Dans Reservation Road, Joaquin Phoenix incarne un père de famille qui, à la suite d'un accident qui a coûté la vie à son fils, tente de retracer le chauffard (Mark Ruffalo) qui, pris de panique, a quitté précipitamment les lieux sans prévenir les autorités.

Cet homme, meurtri dans sa chair, rejoint ainsi la collection de personnages écorchés dans la peau desquels l'acteur aime se glisser. Phoenix met une telle intensité à traduire la douleur de ses personnages qu'on pourrait même parfois se demander s'il n'existerait pas un danger à devoir constamment plonger dans des zones aussi fragiles.

«Mais ces personnages sont tellement plus intéressants à jouer! fait valoir l'acteur. Pour préparer ce rôle, j'ai par exemple rencontré des familles qui ont eu le malheur de perdre un enfant dans de pareilles circonstances. Un homme, nommé David, m'a particulièrement touché tellement il était en train d'imploser de colère retenue. Pendant qu'il me parlait, je l'écoutais simplement respirer. Quand le corps exprime des émotions aussi douloureuses, il cherche désespérément son souffle. C'est le genre de travail qui m'intéresse.»

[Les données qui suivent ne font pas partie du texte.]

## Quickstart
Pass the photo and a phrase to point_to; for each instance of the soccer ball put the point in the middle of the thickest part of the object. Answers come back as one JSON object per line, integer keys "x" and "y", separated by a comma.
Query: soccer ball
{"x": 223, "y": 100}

«Un film, poursuit-il, est une version plus concentrée de ce que nous vivons. J'estime plus intéressant de jouer un personnage qui vit de grands drames plutôt qu'un gars dont la vie est trop ordinaire!»

Joaquin Phoenix retrouvera bientôt James Gray, sous la direction de qui il a tourné The Yards et We Own the Night, pour un film dont l'intrigue tourne autour d'une histoire de couple. Gwyneth Paltrow est sa partenaire.

«James est un cas à part, signale l'acteur. Peu importe son projet, je serai toujours là s'il le souhaite.»

Reservation Road (Au bout de la route en version française) prend l'affiche le 26 octobre.